For a couple of years I’ve had this folder called Braindump. It’s where I write my somewhat on-and-off journal, often when my brain starts getting too clogged up.

One thing I’ve noticed about journaling that makes it way easier: start with facts before insights.

“But of course” you might think. The struggle is that when we start journaling, we think we should only write profound things. We want it to become a book of deep thoughts. But our deep thoughts usually come after we’ve laid out the bare facts.

In other words, it’s way easier to start with what you did, what you were thinking about, what you saw or noticed. Then go deeper if possible.

Declarative and procedural knowledge

A thing I’ve been thinking about lately is the idea of declarative vs procedural knowledge. In other words knowledge that something exists versus knowledge how it is done.

The feeling is that AI tools are removing the need for step-by-step procedures for most things. Knowing that queues and databases exist, that there’s a musical scale called phrygian, what camera body or film stock or shallow depth of field mean. The vocabulary and concepts themselves become more important than memorizing how to execute them.

Because once you know the vocabulary, AI can handle the procedure. You need to know phrygian exists to ask for it. You need to know what shallow depth of field is to request it. But memorizing the scale pattern or calculating the f-stop becomes optional.

The generalist advantage - part three - a new role enters the arena

By the end of 2026 the highest-ROI hire at early-stage startups will be someone who doesn’t fit any existing job title. Not a PM. Not a developer. Not a designer. Someone who can do all three well enough and ship fast enough that traditional role boundaries don’t matter.

Someone with 10-20 years of experience who’s not the best developer and not the best product manager, but they see the whole product. They have the helicopter view that comes from doing this for decades. They know what actually matters versus what’s theater.

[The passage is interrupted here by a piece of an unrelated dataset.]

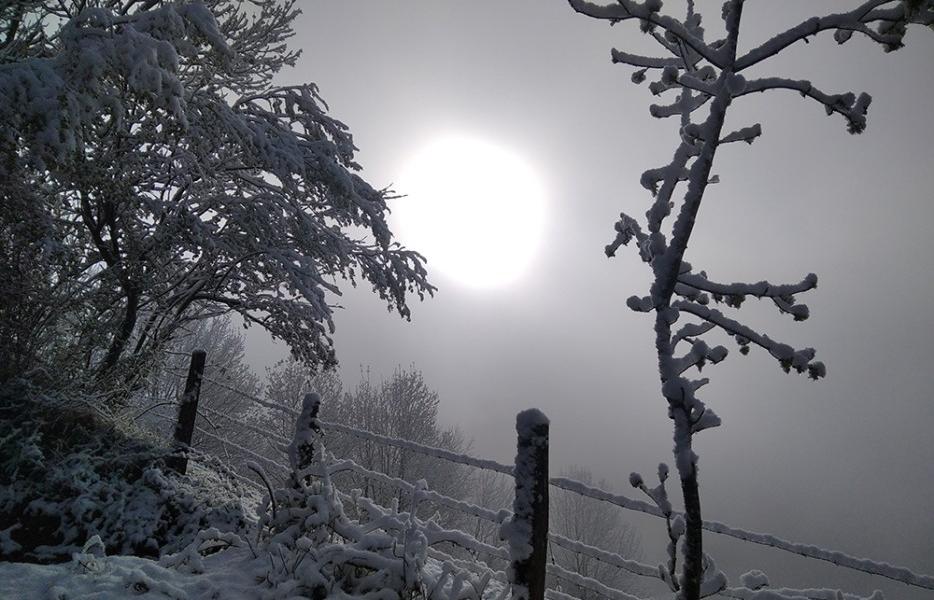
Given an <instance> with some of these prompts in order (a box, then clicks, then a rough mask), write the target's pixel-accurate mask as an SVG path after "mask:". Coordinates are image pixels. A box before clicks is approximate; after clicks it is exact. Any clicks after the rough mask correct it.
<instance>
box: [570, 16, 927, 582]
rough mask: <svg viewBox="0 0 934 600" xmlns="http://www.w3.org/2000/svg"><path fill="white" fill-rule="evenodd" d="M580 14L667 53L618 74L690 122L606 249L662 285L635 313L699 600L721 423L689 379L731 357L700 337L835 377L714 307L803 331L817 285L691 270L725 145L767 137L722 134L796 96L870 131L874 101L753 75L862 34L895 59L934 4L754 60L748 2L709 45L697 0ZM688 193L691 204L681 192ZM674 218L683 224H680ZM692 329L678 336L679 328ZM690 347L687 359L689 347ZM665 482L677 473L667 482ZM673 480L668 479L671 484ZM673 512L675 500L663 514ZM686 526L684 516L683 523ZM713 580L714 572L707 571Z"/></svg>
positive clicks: (725, 313) (784, 81)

A year ago this person was a unicorn hire. They existed but had to choose where to spend their time. AI makes it achievable now. Not because AI replaces experience, but because it amplifies it.

Claude Code can write the checkout flow but it can’t tell you that adding one more step will kill conversion. It doesn’t have the scar tissue from shipping products that failed in interesting ways. Gut feeling still matters and gut feeling comes from experience.

The startups of the future will need fewer people and those people will be generalists. It’s a way to have a longer runway and a way to move faster than your competitors.